Public Policy Must Be Informed By Accurate Data
Kenneth Prewitt, the Carnegie Professor of Public Affairs at Columbia University’s School of International and Public Affairs and former director of the U.S. Census Bureau, opened his discussion by explaining that there is “no democracy without information. One of the defining characteristics of democracy is you have to give reasons for your public policies.” He noted that Congress is “full of people explaining why this, that, or the other public policy is good for this society, and their explanations are data-driven.” Prewitt argued that without sound information about the population that comes from surveys, neither the economy nor the government can properly function.
Prewitt went on to contend that the major vulnerability of federal statistics and surveys is that they require people to consistently cooperate; filling out the surveys, revealing their information, and sending those surveys back to the government. During the 2000 decennial census, there was an uproar when then-candidate George W. Bush stated that if he received the long-form census, he was unsure if he would answer it. Prewitt argued that this statement and the flurry of legislation that followed it (many of which would have effectively canceled every individual’s obligation to provide information), were very damaging to the long-form response rates in 2000. This led to the conclusion that there is ultimately a very large group of people who would rather not let the government in on the type of information it is seeking in these surveys, he explained. However, the government has since found out that much of the information that people fail to provide is available in other ways.
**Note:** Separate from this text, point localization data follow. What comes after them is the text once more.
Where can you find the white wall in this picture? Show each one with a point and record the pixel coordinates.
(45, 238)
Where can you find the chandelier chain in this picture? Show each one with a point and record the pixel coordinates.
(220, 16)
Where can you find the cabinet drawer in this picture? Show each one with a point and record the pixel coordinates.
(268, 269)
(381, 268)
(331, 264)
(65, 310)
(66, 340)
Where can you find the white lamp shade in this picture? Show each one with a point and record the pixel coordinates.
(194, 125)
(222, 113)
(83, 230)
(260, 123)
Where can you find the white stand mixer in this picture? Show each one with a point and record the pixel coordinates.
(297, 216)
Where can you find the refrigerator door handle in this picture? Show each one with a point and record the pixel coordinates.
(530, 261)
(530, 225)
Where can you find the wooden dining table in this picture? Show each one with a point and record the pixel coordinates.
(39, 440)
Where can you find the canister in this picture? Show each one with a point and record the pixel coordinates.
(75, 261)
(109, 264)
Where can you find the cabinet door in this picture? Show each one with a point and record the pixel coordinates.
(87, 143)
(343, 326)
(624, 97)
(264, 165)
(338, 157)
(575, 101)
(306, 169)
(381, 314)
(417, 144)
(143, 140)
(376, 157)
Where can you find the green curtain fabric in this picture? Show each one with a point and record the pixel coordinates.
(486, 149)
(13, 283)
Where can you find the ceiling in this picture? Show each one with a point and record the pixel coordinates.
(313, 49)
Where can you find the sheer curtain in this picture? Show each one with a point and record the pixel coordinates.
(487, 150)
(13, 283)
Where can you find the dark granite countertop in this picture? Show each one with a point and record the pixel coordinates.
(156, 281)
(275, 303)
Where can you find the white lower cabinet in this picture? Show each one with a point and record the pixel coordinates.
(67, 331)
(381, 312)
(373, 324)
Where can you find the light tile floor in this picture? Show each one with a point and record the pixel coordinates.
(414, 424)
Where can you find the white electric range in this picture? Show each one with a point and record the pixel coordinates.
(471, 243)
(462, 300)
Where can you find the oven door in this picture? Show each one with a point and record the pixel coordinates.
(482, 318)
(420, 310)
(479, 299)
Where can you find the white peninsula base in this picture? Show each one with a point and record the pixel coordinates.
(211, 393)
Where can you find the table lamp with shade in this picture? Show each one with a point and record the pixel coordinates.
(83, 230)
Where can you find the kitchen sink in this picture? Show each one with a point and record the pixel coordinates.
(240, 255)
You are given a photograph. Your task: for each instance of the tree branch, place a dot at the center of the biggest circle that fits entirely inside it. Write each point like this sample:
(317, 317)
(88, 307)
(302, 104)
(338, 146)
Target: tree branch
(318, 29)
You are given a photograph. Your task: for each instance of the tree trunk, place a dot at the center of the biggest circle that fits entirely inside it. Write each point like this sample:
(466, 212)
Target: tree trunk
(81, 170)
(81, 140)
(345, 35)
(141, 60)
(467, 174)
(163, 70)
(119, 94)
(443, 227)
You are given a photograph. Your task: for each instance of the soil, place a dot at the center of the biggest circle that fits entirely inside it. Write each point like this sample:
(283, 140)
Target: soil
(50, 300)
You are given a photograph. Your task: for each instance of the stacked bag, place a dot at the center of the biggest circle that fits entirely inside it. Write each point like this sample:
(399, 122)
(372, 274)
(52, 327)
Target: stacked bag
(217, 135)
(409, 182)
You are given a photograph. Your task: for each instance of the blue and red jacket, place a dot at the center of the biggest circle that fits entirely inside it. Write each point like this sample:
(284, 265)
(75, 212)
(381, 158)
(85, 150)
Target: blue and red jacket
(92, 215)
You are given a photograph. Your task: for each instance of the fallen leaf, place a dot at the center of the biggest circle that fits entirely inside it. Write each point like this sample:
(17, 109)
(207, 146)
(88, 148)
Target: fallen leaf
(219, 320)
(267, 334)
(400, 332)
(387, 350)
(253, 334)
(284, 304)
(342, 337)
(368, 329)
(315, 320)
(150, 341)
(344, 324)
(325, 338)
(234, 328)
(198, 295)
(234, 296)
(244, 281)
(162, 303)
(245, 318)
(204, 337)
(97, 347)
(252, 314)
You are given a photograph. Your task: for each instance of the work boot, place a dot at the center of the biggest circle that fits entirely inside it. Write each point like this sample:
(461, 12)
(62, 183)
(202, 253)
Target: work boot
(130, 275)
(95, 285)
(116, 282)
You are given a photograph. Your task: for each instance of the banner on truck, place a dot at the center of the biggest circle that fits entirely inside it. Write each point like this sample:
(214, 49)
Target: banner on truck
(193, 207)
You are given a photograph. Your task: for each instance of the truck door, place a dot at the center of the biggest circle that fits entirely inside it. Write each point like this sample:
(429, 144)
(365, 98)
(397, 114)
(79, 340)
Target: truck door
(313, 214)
Prewitt went on to explain that people want to guard their privacy and confidentiality. But, as he argued, confidentiality and privacy are two different things: “Confidentiality is don’t tell anyone; privacy is don’t even ask me that question.” While the Census Bureau’s record on confidentiality is very good, he pointed out, people are still often unwilling to reveal this information. To deal with this problem, the government has to turn more and more to administrative data. But often, Prewitt argued, that data is not as accurate as survey data. The irony in the long run, he said, is that “the American public, out of a concern about privacy, withdraws its voluntary cooperation with surveys and censuses and government collection, they’re going to end up with a system over which they have less control and in which you’re going to have less privacy.” But too often it is difficult to convince people that collecting this information is for the public welfare. Prewitt left briefing attendees with a closing thought: “We have got to start talking to the American public about the fact that information is a public good; we can’t have democracies without it, we can’t have decent public policies without it, and so forth and so on, and that does mean some voluntary sharing of information.”